Toxic Epidermal Necrolysis
Toxic Epidermal Necrolysis
National Organization for Rare Disorders, Inc.
It is possible that the main title of the report Toxic Epidermal Necrolysis is not the name you expected. Please check the synonyms listing to find the alternate name(s) and disorder subdivision(s) covered by this report.
- Acute Toxic Epidermolysis
- Dermatitis Exfoliativa
- Lyell Syndrome
- Ritter Disease
- Ritter-Lyell Syndrome
- Scalded Skin Syndrome
- Staphyloccal Scalded Skin Syndrome
- Toxic Epidermal Necrolysis
- Lyelles Syndrome
Related Disorders List
Information on the following diseases can be found in the Related Disorders section of this report:
- Staphylococcal Scalded Skin Syndrome
- Stevens-Johnson Syndrome
Toxic epidermal necrolysis (TEN) is a rare, sometimes life-threatening unless properly treated, immunological disorder of the skin. It is characterized by blisters that meld into one another to cover a substantial portion of the body (30% and more), and extensive peeling or sloughing off of skin (exfoliation and denudation). The exposed under layer of skin (dermis) is red and suggests severe scalding. Often, the mucous membranes become involved, especially around the eyes (conjunctivitis), but also the mouth, throat, and bronchial tree.
Onset can occur at any age. The infantile form frequently follows an infection. In adults the disorder is usually caused by a reaction to taking a pharmaceutical drug, especially anticonvulsants, non-steroid anti-inflammatories, and/or some antibiotics.
TEN is thought to be an immunological disorder and to be one of a family of three skin disorders. TEN is considered to be the more serious, followed by Stevens-Johnson syndrome and erythema multiforme, in order of severity of disease.
Early in the course of the disorder, the major complaint is that of pain associated with a rash. Discrete, warm, red, measle-like spots appear and then merge to cover an extensive portion of the body. It is common to have a period of two or three days of general discomfort and fatigue (malaise), rash, fever, sore throat, and loss of appetite. Loss of appetite may, in part at least, be due to the involvement of the mucous membranes of the mouth and throat that makes eating and swallowing difficult. An acute phase (8-12 days) follows, during which the eyes become involved in the form of conjunctivitis. If this is not treated early and properly, loss of vision may result.
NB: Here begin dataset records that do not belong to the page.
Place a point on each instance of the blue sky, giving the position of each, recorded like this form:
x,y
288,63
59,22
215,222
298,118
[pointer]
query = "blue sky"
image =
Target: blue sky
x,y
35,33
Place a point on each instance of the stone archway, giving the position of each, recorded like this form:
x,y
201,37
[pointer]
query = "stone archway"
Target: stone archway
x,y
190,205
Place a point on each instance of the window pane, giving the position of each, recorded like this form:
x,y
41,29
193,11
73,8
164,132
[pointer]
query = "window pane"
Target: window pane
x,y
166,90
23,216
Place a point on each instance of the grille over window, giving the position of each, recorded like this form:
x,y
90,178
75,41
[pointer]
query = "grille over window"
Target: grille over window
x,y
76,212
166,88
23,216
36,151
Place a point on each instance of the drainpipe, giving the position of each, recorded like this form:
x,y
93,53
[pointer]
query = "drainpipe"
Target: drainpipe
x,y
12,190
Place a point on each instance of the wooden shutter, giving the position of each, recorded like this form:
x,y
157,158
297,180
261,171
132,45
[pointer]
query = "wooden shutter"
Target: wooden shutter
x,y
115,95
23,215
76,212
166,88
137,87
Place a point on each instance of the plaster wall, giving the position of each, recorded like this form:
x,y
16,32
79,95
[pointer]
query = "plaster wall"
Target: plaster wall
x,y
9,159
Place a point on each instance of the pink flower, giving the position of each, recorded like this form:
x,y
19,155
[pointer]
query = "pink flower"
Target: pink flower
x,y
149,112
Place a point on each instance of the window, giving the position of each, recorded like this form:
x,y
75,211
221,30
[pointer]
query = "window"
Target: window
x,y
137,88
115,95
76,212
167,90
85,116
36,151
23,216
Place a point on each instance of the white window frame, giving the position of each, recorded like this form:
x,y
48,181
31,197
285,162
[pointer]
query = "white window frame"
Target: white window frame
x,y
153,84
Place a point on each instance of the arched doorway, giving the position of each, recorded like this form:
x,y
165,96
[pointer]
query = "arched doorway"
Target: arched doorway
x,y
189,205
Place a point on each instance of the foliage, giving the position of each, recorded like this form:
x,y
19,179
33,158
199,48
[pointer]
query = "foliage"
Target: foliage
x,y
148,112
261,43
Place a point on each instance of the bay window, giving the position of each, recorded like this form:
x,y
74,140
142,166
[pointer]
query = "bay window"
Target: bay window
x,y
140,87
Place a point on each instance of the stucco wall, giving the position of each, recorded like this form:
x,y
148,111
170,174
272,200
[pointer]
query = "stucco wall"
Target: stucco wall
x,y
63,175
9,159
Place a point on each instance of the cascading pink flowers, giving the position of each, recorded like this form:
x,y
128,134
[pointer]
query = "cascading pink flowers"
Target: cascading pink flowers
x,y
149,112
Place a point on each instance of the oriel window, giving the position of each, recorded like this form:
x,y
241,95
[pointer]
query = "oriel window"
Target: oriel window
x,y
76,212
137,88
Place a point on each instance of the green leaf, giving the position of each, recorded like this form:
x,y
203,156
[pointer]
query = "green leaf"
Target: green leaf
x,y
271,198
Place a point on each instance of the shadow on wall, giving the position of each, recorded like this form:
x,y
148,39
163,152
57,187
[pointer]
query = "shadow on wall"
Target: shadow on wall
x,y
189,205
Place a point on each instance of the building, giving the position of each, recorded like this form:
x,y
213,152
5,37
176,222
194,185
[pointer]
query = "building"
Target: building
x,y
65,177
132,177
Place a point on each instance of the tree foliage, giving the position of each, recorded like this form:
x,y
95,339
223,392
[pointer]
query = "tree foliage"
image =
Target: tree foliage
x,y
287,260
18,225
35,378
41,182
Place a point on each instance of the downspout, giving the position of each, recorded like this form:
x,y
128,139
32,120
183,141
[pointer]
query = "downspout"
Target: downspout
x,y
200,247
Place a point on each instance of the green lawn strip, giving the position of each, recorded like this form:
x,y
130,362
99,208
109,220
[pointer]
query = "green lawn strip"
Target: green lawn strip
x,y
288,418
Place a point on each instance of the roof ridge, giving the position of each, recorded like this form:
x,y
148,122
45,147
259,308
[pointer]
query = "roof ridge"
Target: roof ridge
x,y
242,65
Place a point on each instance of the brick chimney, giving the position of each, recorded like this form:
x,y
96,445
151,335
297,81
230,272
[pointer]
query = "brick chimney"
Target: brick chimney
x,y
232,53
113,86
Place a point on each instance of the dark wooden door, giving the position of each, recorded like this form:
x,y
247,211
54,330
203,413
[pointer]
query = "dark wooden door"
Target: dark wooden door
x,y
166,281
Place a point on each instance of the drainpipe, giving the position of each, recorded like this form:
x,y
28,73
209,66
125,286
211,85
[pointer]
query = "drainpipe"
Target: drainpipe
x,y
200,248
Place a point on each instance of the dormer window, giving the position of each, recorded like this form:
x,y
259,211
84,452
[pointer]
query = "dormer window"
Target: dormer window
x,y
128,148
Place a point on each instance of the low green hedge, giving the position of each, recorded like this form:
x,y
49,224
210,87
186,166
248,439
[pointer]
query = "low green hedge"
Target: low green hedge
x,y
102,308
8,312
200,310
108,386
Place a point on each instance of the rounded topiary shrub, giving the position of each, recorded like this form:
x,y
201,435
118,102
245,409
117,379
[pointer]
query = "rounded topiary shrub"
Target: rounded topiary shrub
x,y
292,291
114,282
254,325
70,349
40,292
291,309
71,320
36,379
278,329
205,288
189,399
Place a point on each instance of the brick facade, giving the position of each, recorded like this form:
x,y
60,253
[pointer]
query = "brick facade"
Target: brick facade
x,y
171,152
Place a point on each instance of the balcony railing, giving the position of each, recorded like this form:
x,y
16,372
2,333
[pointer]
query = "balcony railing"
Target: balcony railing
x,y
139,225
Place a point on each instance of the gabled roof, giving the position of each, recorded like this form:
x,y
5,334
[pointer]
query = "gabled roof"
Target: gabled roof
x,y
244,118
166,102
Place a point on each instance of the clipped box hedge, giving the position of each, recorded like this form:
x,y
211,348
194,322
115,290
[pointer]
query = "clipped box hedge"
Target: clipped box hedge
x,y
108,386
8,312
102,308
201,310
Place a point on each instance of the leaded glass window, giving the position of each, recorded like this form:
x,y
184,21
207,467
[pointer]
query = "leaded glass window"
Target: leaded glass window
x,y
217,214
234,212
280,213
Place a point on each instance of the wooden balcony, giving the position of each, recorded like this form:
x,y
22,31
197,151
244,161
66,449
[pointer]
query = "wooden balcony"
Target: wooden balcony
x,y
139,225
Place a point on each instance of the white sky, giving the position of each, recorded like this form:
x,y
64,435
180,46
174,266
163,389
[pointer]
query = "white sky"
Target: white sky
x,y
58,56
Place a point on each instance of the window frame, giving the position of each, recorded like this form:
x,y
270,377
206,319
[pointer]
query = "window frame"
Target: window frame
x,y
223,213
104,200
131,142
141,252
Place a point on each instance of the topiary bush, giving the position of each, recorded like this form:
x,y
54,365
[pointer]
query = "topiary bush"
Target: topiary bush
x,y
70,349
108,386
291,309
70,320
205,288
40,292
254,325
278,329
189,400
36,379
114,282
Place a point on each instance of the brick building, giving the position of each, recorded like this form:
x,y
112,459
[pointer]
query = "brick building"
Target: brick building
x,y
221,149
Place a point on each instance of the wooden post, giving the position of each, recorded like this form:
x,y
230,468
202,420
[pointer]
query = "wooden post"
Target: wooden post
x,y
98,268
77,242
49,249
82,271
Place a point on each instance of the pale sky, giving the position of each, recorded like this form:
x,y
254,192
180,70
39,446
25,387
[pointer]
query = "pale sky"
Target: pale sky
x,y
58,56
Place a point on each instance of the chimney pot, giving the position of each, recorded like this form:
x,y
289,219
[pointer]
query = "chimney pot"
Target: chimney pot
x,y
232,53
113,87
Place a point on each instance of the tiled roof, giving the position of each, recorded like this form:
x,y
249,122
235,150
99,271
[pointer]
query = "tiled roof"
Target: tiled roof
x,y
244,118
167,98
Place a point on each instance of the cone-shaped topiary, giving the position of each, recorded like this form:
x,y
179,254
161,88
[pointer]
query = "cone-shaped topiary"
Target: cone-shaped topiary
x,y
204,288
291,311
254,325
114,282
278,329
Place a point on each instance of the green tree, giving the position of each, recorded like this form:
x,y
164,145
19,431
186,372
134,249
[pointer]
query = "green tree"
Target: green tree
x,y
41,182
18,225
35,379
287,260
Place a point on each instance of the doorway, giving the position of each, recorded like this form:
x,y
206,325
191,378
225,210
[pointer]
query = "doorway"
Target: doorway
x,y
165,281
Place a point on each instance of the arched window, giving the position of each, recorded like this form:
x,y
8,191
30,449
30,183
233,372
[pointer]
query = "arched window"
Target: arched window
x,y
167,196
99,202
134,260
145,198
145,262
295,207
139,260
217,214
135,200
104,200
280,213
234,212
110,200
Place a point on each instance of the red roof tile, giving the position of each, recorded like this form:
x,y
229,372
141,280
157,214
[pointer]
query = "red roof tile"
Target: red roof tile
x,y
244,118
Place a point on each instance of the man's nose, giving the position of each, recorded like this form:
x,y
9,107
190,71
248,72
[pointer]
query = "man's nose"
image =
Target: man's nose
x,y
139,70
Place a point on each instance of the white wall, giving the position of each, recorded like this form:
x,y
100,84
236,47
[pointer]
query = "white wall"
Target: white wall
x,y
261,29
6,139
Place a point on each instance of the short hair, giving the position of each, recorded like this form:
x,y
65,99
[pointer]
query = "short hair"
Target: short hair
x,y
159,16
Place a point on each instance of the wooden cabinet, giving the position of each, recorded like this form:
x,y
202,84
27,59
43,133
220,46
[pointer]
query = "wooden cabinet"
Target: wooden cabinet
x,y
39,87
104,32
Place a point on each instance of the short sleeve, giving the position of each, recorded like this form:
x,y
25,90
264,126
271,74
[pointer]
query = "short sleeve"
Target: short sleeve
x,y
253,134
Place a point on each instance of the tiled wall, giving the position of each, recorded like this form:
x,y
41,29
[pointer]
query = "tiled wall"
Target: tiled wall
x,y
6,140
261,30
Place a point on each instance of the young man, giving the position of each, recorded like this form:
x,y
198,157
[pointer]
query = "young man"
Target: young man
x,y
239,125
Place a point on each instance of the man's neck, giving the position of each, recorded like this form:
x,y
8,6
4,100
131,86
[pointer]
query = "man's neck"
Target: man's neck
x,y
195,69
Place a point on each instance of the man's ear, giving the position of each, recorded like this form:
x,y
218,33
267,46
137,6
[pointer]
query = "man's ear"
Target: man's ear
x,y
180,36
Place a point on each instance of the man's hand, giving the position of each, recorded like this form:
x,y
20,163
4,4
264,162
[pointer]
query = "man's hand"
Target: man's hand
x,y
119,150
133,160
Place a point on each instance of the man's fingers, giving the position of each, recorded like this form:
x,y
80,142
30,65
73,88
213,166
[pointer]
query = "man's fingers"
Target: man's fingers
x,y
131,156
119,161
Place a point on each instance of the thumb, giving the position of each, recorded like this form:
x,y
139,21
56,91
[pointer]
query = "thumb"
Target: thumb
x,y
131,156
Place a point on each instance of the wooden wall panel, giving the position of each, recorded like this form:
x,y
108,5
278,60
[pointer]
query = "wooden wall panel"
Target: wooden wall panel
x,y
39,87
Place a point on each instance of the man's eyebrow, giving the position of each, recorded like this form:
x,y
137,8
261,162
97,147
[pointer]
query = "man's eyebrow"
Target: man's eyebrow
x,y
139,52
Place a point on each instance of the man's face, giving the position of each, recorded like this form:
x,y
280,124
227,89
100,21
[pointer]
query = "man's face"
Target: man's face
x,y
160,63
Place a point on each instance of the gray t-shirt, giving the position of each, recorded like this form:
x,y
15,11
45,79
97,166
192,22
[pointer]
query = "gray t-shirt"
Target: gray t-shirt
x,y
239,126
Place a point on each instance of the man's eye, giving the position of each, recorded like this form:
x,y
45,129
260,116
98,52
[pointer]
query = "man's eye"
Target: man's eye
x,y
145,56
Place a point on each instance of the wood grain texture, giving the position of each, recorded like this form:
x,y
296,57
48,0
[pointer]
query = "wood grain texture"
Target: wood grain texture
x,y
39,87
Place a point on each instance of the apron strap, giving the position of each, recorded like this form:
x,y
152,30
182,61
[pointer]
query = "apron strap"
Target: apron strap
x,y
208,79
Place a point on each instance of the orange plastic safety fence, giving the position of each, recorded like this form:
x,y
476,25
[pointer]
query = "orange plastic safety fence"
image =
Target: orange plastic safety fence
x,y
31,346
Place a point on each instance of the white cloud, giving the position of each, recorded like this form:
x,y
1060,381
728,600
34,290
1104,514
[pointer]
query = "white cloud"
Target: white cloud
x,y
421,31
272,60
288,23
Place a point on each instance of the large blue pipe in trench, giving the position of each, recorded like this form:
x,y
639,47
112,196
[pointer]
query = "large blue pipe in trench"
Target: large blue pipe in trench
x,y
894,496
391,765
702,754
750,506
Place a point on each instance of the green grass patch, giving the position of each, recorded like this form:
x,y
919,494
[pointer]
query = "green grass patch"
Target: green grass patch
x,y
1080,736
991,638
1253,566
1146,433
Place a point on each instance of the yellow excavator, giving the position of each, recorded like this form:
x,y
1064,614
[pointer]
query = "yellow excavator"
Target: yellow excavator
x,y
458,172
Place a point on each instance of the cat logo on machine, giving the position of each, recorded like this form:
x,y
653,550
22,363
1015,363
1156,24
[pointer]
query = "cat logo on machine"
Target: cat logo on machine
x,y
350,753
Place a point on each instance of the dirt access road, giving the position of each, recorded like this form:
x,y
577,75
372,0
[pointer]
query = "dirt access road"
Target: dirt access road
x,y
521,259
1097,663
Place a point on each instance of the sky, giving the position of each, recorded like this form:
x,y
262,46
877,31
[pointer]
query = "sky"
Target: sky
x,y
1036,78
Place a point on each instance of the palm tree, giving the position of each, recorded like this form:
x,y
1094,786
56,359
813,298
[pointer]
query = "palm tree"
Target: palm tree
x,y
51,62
Development of crusted lesions around mucous membranes in the nose, ears, anus and/or vagina can be followed within 24 hours by intense redness in these areas. Skin redness may spread with tenderness, itching and separation of skin layers possibly developing within 36 to 48 hours. Apparently normal skin may peel away in large sheets when touched (Nikolsky's sign). Blisters of various sizes may form, along with peeling. The severity of peeling skin is often related to the degree of fever, severe discomfort, and loss of appetite. With healing, peeled areas may become dried and yellowish crusts may appear in affected areas.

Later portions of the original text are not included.